Digitale Anwendung erleichtert den Zugang
Das Suchthilfesystem in Deutschland ermöglicht Betroffenen grundsätzlich flächendeckend einen guten Zugang zu Therapieprogrammen. Suchterkrankte Eltern erleben den Zugang zu diesen Angeboten jedoch häufig als erschwert und können sie nicht wahrnehmen. Ihnen fehlt die soziale und/ oder familiäre Unterstützung, um die Kinder während der Behandlungszeit zu betreuen.
„Die Elma App kann eine bedeutende Versorgungslücke schließen, da sie gut mit dem Familienalltag vereinbar ist. Betroffene können sie ohne zeitliche Einschränkungen zwischen den Behandlungsterminen nutzen. Sie steht auch strukturschwächeren und ländlichen Regionen ohne viel Aufwand zu Verfügung“, sagt Dr. Tobias Link, Chefarazt der Klinik für Suchttherapie und Entwöhnung am Psychiatrischen Zentrum Nordbaden und Co-Leiter des Projekts Elma.
Für suchterkrankte Eltern mit Migrationshintergrund oder Geflüchtete aus Krisengebieten ist der Zugang zu Behandlungsangeboten zudem dadurch erschwert, dass es kaum Therapieangebote in ihrer Muttersprache gibt. Daher werden die Inhalte der App in verschiedenen Sprachen angeboten – zunächst Deutsch, Englisch, Französisch, Ukrainisch, Russisch, Türkisch und Polnisch.
Angehörige können mitgestalten
Die App soll auch für Angehörige in einem speziell für sie gestalteten Bereich Unterstützung bieten. Sowohl Kinder als auch erwachsene Angehörige erhalten Informationen und Tipps im Umgang mit der Erkrankung. Sie bekommen zudem die Möglichkeit, Motivationshilfen zu gestalten. Die positive Verstärkung aus dem sozialen Umfeld trägt dazu bei, den Suchtmittelkonsum zu reduzieren.

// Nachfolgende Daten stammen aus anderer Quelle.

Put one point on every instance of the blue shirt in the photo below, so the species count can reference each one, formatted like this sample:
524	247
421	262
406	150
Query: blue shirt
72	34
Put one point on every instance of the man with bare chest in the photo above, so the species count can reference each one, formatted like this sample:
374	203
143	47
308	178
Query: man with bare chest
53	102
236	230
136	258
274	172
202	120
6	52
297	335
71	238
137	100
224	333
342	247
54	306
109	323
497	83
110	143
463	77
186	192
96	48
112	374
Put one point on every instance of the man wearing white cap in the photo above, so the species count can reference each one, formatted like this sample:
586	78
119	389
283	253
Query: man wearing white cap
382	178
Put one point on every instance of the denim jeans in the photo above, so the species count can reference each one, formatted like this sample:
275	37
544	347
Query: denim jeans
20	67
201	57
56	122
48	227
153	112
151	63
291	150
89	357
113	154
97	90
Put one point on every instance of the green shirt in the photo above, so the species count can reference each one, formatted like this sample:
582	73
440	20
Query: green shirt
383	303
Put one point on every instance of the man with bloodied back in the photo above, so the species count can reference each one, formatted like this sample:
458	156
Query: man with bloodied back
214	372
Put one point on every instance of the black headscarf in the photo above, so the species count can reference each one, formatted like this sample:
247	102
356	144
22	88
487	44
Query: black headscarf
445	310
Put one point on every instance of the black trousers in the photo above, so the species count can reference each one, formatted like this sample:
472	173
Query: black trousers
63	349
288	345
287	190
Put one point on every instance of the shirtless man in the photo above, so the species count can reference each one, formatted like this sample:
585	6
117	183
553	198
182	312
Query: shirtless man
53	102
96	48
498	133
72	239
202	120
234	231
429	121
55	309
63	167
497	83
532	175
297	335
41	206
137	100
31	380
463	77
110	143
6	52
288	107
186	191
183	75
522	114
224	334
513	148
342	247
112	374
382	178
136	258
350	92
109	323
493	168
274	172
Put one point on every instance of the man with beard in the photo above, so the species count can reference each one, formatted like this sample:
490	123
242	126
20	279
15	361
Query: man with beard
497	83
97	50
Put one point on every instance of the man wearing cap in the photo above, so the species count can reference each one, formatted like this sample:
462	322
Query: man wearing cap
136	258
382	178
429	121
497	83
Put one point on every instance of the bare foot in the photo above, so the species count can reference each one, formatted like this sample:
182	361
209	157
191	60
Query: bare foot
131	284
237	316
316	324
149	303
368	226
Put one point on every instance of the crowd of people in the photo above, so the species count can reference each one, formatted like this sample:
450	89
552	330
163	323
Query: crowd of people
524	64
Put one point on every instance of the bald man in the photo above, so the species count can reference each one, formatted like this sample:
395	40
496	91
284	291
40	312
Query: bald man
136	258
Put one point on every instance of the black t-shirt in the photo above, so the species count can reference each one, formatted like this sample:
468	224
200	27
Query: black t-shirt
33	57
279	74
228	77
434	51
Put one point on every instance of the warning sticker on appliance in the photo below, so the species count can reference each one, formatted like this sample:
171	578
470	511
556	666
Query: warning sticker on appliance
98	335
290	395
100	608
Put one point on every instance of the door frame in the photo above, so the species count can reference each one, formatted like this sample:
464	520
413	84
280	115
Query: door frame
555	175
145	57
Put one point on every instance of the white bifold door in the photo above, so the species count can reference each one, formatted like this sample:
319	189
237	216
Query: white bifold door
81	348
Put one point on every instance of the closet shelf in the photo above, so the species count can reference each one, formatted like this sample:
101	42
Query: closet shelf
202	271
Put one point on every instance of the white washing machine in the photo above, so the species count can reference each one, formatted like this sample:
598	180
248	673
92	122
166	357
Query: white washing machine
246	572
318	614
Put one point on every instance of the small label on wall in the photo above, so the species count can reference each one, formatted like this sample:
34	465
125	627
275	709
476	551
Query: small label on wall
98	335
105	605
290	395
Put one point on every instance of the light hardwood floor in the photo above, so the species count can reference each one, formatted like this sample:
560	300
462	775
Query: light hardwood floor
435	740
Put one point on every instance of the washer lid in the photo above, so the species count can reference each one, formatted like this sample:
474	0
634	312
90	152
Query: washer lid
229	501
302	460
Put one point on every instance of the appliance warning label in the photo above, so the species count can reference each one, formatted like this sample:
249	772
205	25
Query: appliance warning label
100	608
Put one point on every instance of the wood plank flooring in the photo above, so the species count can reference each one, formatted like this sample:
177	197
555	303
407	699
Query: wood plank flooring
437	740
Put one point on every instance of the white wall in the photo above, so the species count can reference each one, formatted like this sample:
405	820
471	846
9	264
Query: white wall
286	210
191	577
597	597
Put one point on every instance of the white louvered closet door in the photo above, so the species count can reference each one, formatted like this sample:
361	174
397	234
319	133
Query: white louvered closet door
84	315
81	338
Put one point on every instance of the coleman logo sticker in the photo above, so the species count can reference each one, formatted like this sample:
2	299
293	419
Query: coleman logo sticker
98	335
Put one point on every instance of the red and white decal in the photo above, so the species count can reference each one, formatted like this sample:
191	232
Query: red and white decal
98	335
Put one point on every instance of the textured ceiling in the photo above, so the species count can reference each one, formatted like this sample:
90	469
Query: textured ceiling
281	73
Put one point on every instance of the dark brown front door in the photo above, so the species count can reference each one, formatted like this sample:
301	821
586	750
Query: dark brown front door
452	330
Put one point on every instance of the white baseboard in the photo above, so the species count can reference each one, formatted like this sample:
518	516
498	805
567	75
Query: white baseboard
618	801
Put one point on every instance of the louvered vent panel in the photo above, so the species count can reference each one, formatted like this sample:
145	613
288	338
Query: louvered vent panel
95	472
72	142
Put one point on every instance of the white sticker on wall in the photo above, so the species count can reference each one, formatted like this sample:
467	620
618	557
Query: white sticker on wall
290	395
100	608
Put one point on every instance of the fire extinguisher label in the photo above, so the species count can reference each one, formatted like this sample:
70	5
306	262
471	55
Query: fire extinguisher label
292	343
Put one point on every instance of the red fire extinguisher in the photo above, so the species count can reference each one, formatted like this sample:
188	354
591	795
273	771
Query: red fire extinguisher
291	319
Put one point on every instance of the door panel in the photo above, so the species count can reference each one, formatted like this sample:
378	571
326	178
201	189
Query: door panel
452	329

Elma – Ein Kollaborationsprojekt
Elma wird vom Feuerlein Centrum für translationale Suchtmedizin (Feuerlein-CTS) entwickelt. Das Feuerlein Centrum ist eine Kooperation zwischen der Klinik für Abhängiges Verhalten und Suchtmedizin des ZI und der Klinik für Suchttherapie und Entwöhnung des Psychiatrischen Zentrums Nordbaden in Wiesloch. Die App Elma kann an allen Suchtkliniken der Zentren für Psychiatrie Baden-Württembergs (ZfP), den Suchtberatungsstellen und Rehakliniken des Baden-Württembergischen Landesverbands für Prävention und Rehabilitation (bwlv) und des AGJ-Fachverband für Prävention und Rehabilitation in der Erzdiözese Freiburg e.V genutzt werden.